Here's where the league revenues come from, and these are the only sources that go into it. (Also shown are their respective dollar amount and their respective percentage of total league revenues as of 2018): [
www.thehogsty.com]
....TV deals with the various networks ($5.1B, 55.86%)
....NFL Ventures ($1.4B, 15.33%):
........Merchandising; Fanatics is the lead NFL partner on this
....Enterprise ($2.3B, 25.19%):
........NFL Network, NFL.com and NFL Sunday Ticket
........Licensing deals, such as “official sponsors of the NFL”
....Ticket sales (40% of gross) ($330M, 3.61%)

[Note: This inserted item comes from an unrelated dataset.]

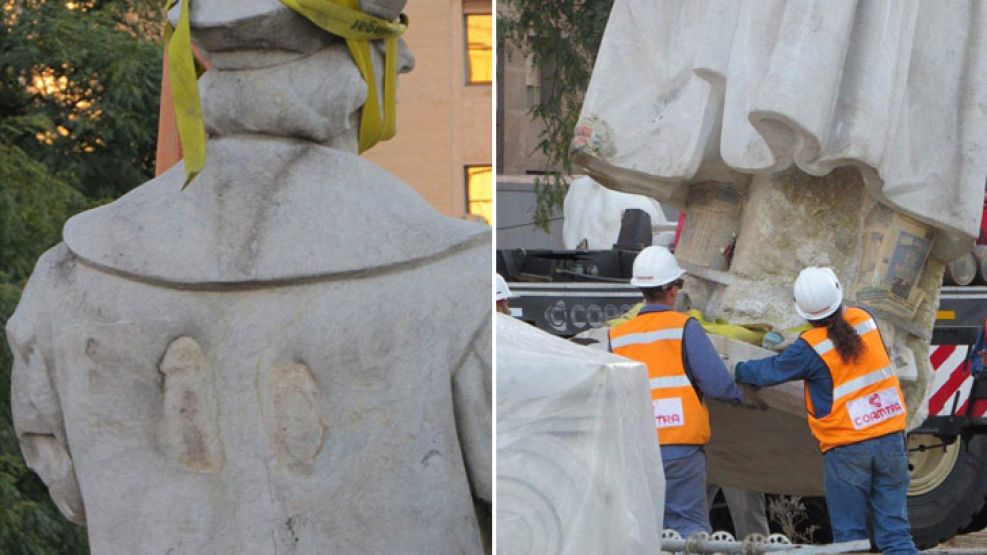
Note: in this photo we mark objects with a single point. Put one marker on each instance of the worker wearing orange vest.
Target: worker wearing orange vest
(855, 408)
(683, 367)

And players get 48% of league revenues as written in the CBA so owners have no mechanism for taking a bite out of the players income.
The other 60% of ticket sales go to the team along with concessions, parking, and corporate sponsorships with the local team. Those revenues go to the team and they would all go away without fans. But there is no way for the owners to force the players to share in those losses.
As you mentioned in your post above, "Home games make up on average 38% of team revenue and teams like Dallas and Patriots it's over 50%". That is totally true. The sources I just listed are where that money comes from. And none of it factors into the cap calculation: they are team revenues, not league revenues.
Based on what I think I know, both articles are wrong. And until an article actually does the math and demonstrates what happens to league revenues (and by extension, to the cap) without fans I'm sticking to my story.